Manufacturing is a diversified industry and one that includes building cars, food production, and hospital equipment. As such, the industry has had varying levels of disruption from COVID-19. Some businesses in the industry have been ‘essential businesses’ from the beginning, like those working in food. Others, like General Motors have moved from producing cars to using their facilities to create ventilators and facemasks in response to increased need. Regardless of the type of manufacturing, all have been affected by COVID-19. Whatever the product, manufacturing has been severely disrupted as the supply, demand and workforce capability are all being disrupted at the same time.
For the states that had stay-at-home orders in place, which was a majority of the country, many of the workers in manufacturing jobs that were not deemed ‘essential’ were laid off or furloughed. In March, 18,000 people working in manufacturing lost their job. Ford Motor lost 2 billion in the first quarter due to factory and dealership shutdowns. The state of Michigan has one of largest manufacturing industries in the country, with manufacturing accounting for 20.5% of the non-governmental GDP, which is double the national average.
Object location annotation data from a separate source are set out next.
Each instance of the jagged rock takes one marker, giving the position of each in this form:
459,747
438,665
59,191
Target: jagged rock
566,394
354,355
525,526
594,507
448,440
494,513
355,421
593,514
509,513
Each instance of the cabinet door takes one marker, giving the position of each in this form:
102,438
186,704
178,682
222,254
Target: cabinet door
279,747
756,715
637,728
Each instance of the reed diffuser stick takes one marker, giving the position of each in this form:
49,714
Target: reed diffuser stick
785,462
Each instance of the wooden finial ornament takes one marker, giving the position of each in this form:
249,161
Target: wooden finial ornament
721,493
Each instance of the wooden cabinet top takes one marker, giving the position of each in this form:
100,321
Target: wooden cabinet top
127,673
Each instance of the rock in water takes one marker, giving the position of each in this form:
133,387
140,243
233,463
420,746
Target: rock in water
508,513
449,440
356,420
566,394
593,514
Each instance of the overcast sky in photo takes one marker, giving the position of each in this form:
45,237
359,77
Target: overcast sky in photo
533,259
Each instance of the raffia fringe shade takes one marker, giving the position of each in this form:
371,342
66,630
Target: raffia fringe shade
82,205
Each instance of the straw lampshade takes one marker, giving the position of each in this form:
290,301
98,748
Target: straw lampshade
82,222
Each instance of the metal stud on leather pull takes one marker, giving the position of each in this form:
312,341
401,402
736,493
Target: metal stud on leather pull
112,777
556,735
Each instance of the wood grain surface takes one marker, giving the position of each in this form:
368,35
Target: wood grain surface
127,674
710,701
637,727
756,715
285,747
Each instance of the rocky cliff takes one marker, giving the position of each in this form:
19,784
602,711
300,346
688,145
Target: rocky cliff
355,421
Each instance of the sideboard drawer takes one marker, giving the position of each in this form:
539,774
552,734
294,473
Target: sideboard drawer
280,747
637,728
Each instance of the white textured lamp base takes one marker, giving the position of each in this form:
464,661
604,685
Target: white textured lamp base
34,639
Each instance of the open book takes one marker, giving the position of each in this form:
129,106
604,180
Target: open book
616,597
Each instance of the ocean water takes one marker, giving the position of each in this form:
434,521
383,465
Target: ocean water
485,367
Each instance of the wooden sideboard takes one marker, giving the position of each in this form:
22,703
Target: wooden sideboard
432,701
Due to COVID-19, Michigan’s jobless rate is now one of the highest in the country at 24%. For those businesses manufacturing food, demand has increased and workers have continued to produce through this crisis.
Looking towards Reopening
As many states start to open back up, businesses deemed non-essential will start to be able to get back to work. Somes states are requiring or strongly suggesting the continued use of social distancing and masks if possible while their workers go back to work. A lot of larger businesses are looking to Chinese manufacturers to see how they have reopened. This includes increased testing, taking temperatures, and social distancing once inside the factory. Some car factories in China are using fences to force separation, with the parts workers frequently touch regularly sanitized. Once companies are allowed to reopen, the process will be a several week transition for large companies like GM.
Concerns about Reopening
Extreme management and logistical challenges face businesses as they contemplate safely opening back up. Manufacturers will be working through how to socially distance at work, and how to do that when a job is a two- or three- worker job. Another major concern is the lack of demand for some products, as over 30 million Americans have filed for unemployment. Consequently, the demand for goods such as cars is down.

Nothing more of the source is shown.